Thought experiment: Your home is burglarized in the middle of the night, with the thief helping himself to your greatest earthly treasure – an antique diamond wedding ring that has been passed down through generations of brides on your mother’s side. You wore it for your own wedding, and just last week it had been carefully cleaned and restored in anticipation of your daughter’s coming marriage ceremony.
Horrified not just at the invasion of your bedroom, but also at the loss of a priceless heirloom, you alert the police and give them a detailed description of the ring. The desk sergeant on the other end of the line takes careful notes, but before hanging up he warns you that items stolen in this way, especially ones this small, are rarely recovered.
Meanwhile, the burglar decides to give the prized ring to his own daughter. His family is desperately poor, and he knows that she and her fiancé can’t afford a ring at all, let alone one as valuable as this. He presents it to the couple, sparing them the truth of its provenance.
Three weeks later you answer an unexpected call: Police received tips that the alleged invader of your home was sitting on a garage full of stolen property, and in a search of the home that he shared with his daughter, the heirloom ring was recovered and was waiting for its rightful owner to identify and reclaim it. You head for police headquarters.
Upon arriving at the depot, you become aware of a loud commotion. A young woman in tattered clothing is arguing with a clerk about what she calls a great injustice: Her father had given her a ring as a wedding present, and the police have confiscated it. It was hers, she claimed, given to her as a gift and now part of the tiny collection of belongings with which she and her future husband would start their new life.
Incredulous, you hear the police chief rule in the girl’s favor and hand her your treasured piece. After all, he opines, she is destitute, and this ring is all she has. She’s a good girl, trying hard to make the best of the bad hand life has dealt her. The loss is not going to cause you any lasting harm, and whether kept or sold it could make the difference between hopelessness and stability for her.
“But, but …” you protest, “it’s not yours to give away! It’s mine! I’m not arguing that she’s not a good person in a bad place, but that doesn’t mean you can give her my possessions!”
Back to reality: President Biden has just decided that a group of illegal immigrants can have your ring.
Most of us agree that many, perhaps even a majority, of the half-million or so immigrants the president wants to protect from the threat of deportation are good people in bad situations. Many are hard-working, tax-paying moms and dads doing their best to support their families and long for a path to citizenship. They would most likely live the rest of their lives as good Americans if given the chance. Yes, they broke our laws to get here (or were brought by parents who broke immigration laws), but aside from that initial transgression, they are law-abiding and freedom-loving. Aren’t they the kind of neighbors we want, who deserve a shot at the American dream?

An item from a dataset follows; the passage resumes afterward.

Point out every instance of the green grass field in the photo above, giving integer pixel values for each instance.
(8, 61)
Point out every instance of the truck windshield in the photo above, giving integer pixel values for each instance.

Americans are a compassionate people, and for most of us it’s a tough call. But how indigent does the girl in our thought experiment have to be, or how well-meaning – or how much potential does she need to have – to “deserve” your ring?
Our Constitution gives Congress the power to make, and change, immigration law. It gives lawmakers the means to punish lawbreakers, and arguably gives them the option to lessen or remove penalties, even retro-actively, for certain crimes, including immigration crimes.
What it does not do is give the president or any government agency in the executive branch the authority to disregard law and to turn over the rights of American citizenship to those who seized them illegally. Even if Congress decides not to act.
Although immigration “activists” will claim that our immigration system is “broken,” and that we can’t close our borders until we have “comprehensive immigration reform,” the truth is that the United States is unusually generous in allowing immigrants into our country and becoming a part of what used to be referred to as “The Great Melting Pot.” The process is long, tedious, even circuitous and frustrating, but it’s designed to foster orderly and safe procedures and to protect the stability of American society and our economy.
Joe Biden has now taken it on himself to negate the validity of those procedures, to tell us that we must relinquish American ground to anyone who takes it unlawfully – as long as they can get away with it for 10 years and stay out of trouble. He is, in effect, turning over your inheritance to – or at least splitting it with – thieves.
Is this the way we want the future of our country decided?